Some 27.5 million people, or 46.2 percent in England and Wales, described themselves as Christian, down 13.1 percentage points from 2011.
“No religion” rose by 12 points to 37.2 percent or 22.2 million, while Muslims stood at 3.9 million or 6.5 percent of the population, up from 4.9 percent before.
The next most common responses were Hindu (1.0 million) and Sikh (524,000), while Buddhists overtook Jewish people (273,000 and 271,000 respectively).
“Obviously the UK is a diverse country and that is to be welcomed, and that includes diversity of religion as well,” Sunak’s spokesman told reporters in response to the census.
Sunak won the race to replace Liz Truss as prime minister and leader of the Conservative Party on October 24, the same day that Hindus marked Diwali, the festival of lights.

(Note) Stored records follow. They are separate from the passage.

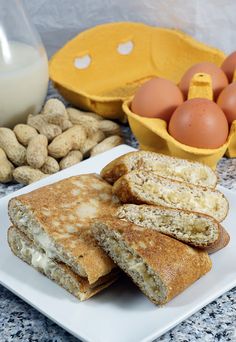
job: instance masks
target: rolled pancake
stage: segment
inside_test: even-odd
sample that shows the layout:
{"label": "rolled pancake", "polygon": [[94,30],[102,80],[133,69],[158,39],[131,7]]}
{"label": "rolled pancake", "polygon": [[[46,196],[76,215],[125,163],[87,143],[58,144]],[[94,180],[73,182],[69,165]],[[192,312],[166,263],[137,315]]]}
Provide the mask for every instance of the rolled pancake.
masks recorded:
{"label": "rolled pancake", "polygon": [[17,257],[55,281],[81,301],[94,296],[119,277],[119,271],[113,269],[109,274],[99,278],[96,283],[91,285],[87,279],[74,273],[64,263],[50,259],[42,249],[34,245],[24,233],[14,226],[8,229],[8,244]]}
{"label": "rolled pancake", "polygon": [[115,267],[91,234],[91,220],[117,207],[111,185],[87,174],[12,198],[9,216],[36,246],[90,284]]}
{"label": "rolled pancake", "polygon": [[113,185],[113,193],[123,203],[152,204],[195,211],[221,222],[227,216],[229,203],[220,191],[173,179],[155,172],[132,171]]}
{"label": "rolled pancake", "polygon": [[162,177],[211,188],[217,183],[216,173],[207,165],[151,151],[129,152],[116,158],[102,169],[101,176],[113,184],[134,170],[156,172]]}
{"label": "rolled pancake", "polygon": [[93,234],[156,304],[167,303],[211,269],[207,252],[130,222],[103,218],[94,222]]}

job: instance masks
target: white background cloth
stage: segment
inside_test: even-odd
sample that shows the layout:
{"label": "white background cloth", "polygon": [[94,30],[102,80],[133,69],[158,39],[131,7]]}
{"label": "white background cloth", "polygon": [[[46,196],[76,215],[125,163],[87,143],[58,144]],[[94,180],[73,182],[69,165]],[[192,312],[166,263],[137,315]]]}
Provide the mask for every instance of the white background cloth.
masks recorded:
{"label": "white background cloth", "polygon": [[236,50],[233,0],[22,0],[49,56],[97,24],[137,21],[180,29],[226,53]]}

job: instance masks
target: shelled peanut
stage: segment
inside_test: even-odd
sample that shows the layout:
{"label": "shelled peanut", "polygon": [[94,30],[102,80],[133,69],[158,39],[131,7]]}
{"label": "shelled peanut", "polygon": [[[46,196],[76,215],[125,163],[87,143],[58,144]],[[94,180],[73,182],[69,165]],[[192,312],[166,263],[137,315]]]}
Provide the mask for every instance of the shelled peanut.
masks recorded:
{"label": "shelled peanut", "polygon": [[33,183],[120,145],[120,133],[113,121],[50,99],[27,123],[0,127],[0,182]]}

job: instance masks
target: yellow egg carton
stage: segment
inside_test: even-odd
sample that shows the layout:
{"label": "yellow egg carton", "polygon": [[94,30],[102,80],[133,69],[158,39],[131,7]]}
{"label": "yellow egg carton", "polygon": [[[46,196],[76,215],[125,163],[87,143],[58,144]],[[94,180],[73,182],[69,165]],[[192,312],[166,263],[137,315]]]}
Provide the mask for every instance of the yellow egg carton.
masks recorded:
{"label": "yellow egg carton", "polygon": [[80,33],[51,58],[49,72],[73,105],[122,120],[123,102],[141,83],[155,76],[178,83],[194,63],[224,58],[177,30],[121,22]]}
{"label": "yellow egg carton", "polygon": [[[188,99],[206,98],[213,99],[211,77],[205,73],[197,73],[193,76],[188,92]],[[160,152],[170,156],[195,160],[216,167],[217,162],[227,152],[230,157],[236,156],[236,121],[230,127],[228,139],[224,145],[216,149],[196,148],[184,145],[174,139],[167,129],[166,121],[157,118],[145,118],[133,113],[130,109],[132,99],[123,103],[123,110],[128,116],[128,121],[135,137],[143,150]]]}
{"label": "yellow egg carton", "polygon": [[[167,131],[167,124],[161,119],[144,118],[130,111],[130,101],[124,102],[123,108],[128,115],[129,124],[139,141],[141,150],[148,150],[195,160],[215,169],[217,162],[226,153],[228,157],[236,156],[236,121],[231,125],[228,139],[217,149],[203,149],[181,144]],[[234,139],[232,139],[234,137]],[[230,146],[230,149],[228,147]],[[228,149],[228,150],[227,150]]]}
{"label": "yellow egg carton", "polygon": [[122,121],[127,114],[142,149],[215,167],[227,149],[228,156],[236,156],[235,123],[223,146],[198,149],[177,142],[168,134],[164,121],[135,115],[129,105],[140,84],[153,77],[179,83],[193,64],[208,61],[219,66],[224,58],[222,51],[180,31],[121,22],[80,33],[52,57],[49,72],[58,91],[76,107]]}
{"label": "yellow egg carton", "polygon": [[[188,99],[207,98],[213,99],[211,77],[205,73],[197,73],[193,76]],[[123,110],[128,116],[128,121],[135,137],[139,141],[142,150],[149,150],[176,156],[184,159],[195,160],[216,167],[217,162],[227,152],[229,157],[236,156],[236,120],[230,127],[228,139],[224,145],[216,149],[196,148],[184,145],[175,140],[167,129],[166,121],[157,118],[145,118],[133,113],[130,109],[132,99],[123,103]]]}

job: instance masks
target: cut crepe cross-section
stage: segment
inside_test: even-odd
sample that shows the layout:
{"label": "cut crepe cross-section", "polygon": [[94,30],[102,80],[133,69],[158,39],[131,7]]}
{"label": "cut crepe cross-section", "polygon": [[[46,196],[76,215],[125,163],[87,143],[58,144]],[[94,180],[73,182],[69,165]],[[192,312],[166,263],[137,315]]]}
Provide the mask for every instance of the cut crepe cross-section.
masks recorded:
{"label": "cut crepe cross-section", "polygon": [[226,230],[213,217],[201,213],[147,204],[124,204],[117,209],[116,216],[210,253],[224,248],[229,242]]}
{"label": "cut crepe cross-section", "polygon": [[153,205],[125,204],[117,217],[170,235],[195,247],[208,247],[219,238],[219,223],[212,217],[186,210]]}
{"label": "cut crepe cross-section", "polygon": [[95,174],[79,175],[17,196],[12,223],[47,255],[67,264],[90,284],[115,267],[91,234],[91,220],[117,207],[111,185]]}
{"label": "cut crepe cross-section", "polygon": [[127,153],[106,165],[101,176],[113,184],[133,170],[153,171],[162,177],[214,188],[216,173],[207,165],[163,154],[138,151]]}
{"label": "cut crepe cross-section", "polygon": [[97,282],[91,285],[86,278],[74,273],[69,266],[50,259],[42,249],[14,226],[8,229],[8,243],[17,257],[55,281],[79,300],[94,296],[116,281],[119,276],[118,270],[113,269],[109,274],[99,278]]}
{"label": "cut crepe cross-section", "polygon": [[164,304],[211,269],[202,250],[118,219],[95,222],[98,243],[154,303]]}
{"label": "cut crepe cross-section", "polygon": [[229,209],[228,201],[218,190],[177,182],[154,172],[132,171],[119,178],[113,193],[123,203],[153,204],[196,211],[221,222]]}

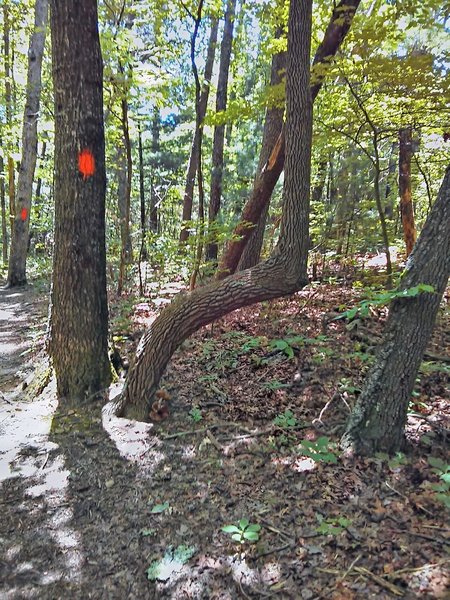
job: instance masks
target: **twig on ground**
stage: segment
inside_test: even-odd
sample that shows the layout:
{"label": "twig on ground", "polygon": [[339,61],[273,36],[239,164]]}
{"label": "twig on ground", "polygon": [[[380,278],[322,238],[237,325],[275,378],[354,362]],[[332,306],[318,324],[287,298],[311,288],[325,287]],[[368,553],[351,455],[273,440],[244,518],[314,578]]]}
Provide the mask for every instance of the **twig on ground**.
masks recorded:
{"label": "twig on ground", "polygon": [[216,440],[216,438],[213,436],[213,434],[211,433],[210,429],[206,430],[206,437],[208,438],[208,440],[211,442],[211,444],[214,446],[214,448],[220,452],[220,454],[223,454],[223,448],[222,446],[219,444],[219,442]]}

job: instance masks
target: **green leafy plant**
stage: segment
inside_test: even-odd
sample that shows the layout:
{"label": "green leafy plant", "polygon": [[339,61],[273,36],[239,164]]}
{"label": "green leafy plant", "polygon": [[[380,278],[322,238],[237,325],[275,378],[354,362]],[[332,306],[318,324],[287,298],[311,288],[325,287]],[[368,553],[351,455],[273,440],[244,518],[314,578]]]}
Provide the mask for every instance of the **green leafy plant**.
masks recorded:
{"label": "green leafy plant", "polygon": [[168,581],[181,571],[183,565],[194,556],[196,551],[195,546],[181,545],[175,549],[170,546],[162,559],[154,560],[149,566],[146,571],[147,578],[150,581]]}
{"label": "green leafy plant", "polygon": [[440,479],[440,483],[433,483],[431,489],[437,492],[436,499],[450,509],[450,464],[436,456],[429,456],[428,464]]}
{"label": "green leafy plant", "polygon": [[434,287],[426,283],[419,283],[418,285],[407,288],[406,290],[388,290],[381,294],[375,294],[372,298],[362,300],[353,308],[350,308],[349,310],[346,310],[342,314],[335,317],[333,321],[338,321],[339,319],[348,319],[349,321],[352,321],[356,317],[363,319],[369,316],[370,310],[373,307],[387,306],[393,300],[397,300],[399,298],[415,298],[419,294],[432,294],[433,292]]}
{"label": "green leafy plant", "polygon": [[154,515],[159,515],[166,510],[170,510],[170,504],[167,501],[163,502],[163,504],[155,504],[150,512]]}
{"label": "green leafy plant", "polygon": [[273,424],[282,429],[292,429],[297,425],[297,419],[291,410],[285,410],[284,413],[275,417]]}
{"label": "green leafy plant", "polygon": [[319,521],[319,527],[316,528],[316,531],[321,535],[339,535],[352,523],[350,519],[345,517],[325,519],[320,513],[316,514],[316,519]]}
{"label": "green leafy plant", "polygon": [[278,379],[271,379],[270,381],[264,381],[263,387],[270,390],[271,392],[275,392],[276,390],[281,390],[283,388],[290,387],[290,383],[282,383],[278,381]]}
{"label": "green leafy plant", "polygon": [[257,542],[261,525],[250,523],[248,519],[241,519],[237,525],[225,525],[222,527],[224,533],[231,534],[231,539],[239,544],[245,542]]}
{"label": "green leafy plant", "polygon": [[325,436],[317,438],[315,442],[302,440],[299,452],[315,462],[337,463],[336,444]]}
{"label": "green leafy plant", "polygon": [[199,423],[203,419],[202,411],[198,408],[198,406],[193,406],[189,411],[189,416],[194,421],[194,423]]}

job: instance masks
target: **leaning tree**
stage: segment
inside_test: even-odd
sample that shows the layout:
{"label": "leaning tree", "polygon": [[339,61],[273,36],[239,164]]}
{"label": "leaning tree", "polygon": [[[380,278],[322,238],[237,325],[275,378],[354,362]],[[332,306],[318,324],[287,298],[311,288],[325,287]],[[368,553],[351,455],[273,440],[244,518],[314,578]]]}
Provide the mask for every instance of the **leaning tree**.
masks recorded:
{"label": "leaning tree", "polygon": [[408,405],[449,275],[450,166],[399,287],[420,291],[426,284],[434,291],[393,301],[377,359],[342,438],[347,451],[395,452],[403,446]]}
{"label": "leaning tree", "polygon": [[180,294],[144,333],[124,390],[112,410],[146,420],[170,357],[203,325],[243,306],[292,294],[308,283],[312,101],[312,0],[289,8],[286,74],[286,161],[281,233],[268,260],[252,269]]}
{"label": "leaning tree", "polygon": [[111,380],[105,251],[105,138],[96,0],[52,0],[55,249],[49,350],[60,397]]}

The next day, the new premier’s first formal event in 10 Downing Street was a Diwali reception.
On Tuesday, Sunak was hosting a Downing Street reception marking the Advent build-up to Christmas with “guests invited from across the Christian community”, the spokesman said.
The former finance minister’s grandparents hailed from Punjab in northern India and emigrated to Britain from eastern Africa in the 1960s.
“As chancellor I was able to light my Diwali diyas (lamps) on the steps of Downing Street,” Sunak told The Times newspaper this month.
“It said something wonderful about our country that that was possible, but also that it wasn’t a big deal.
“It was in a sense ‘Gosh, this is great’ but also that’s just Britain,” he added, reflecting on his ascent to the political peak.
The ONS has been releasing key sections from last year’s census piecemeal. The latest dealt with religion and ethnic identity.
Data for Scotland and Northern Ireland are released separately.
It found the number of people in England and Wales identifying their ethnic group as white had fallen by around 500,000 since 2011, from 86.0 percent to 81.7 percent.
The second most common ethnic group was “Asian” broadly, at 9.3 percent, up from 7.5 percent a decade ago.
Within that group, most respondents identified their family heritage as Indian, followed by Pakistani, “other Asian”, Bangladeshi and Chinese.
The next largest ethnic group was the fast-growing African population, followed by Caribbean.
African evangelical churches have proliferated in London and elsewhere, providing some succour to the Christian share.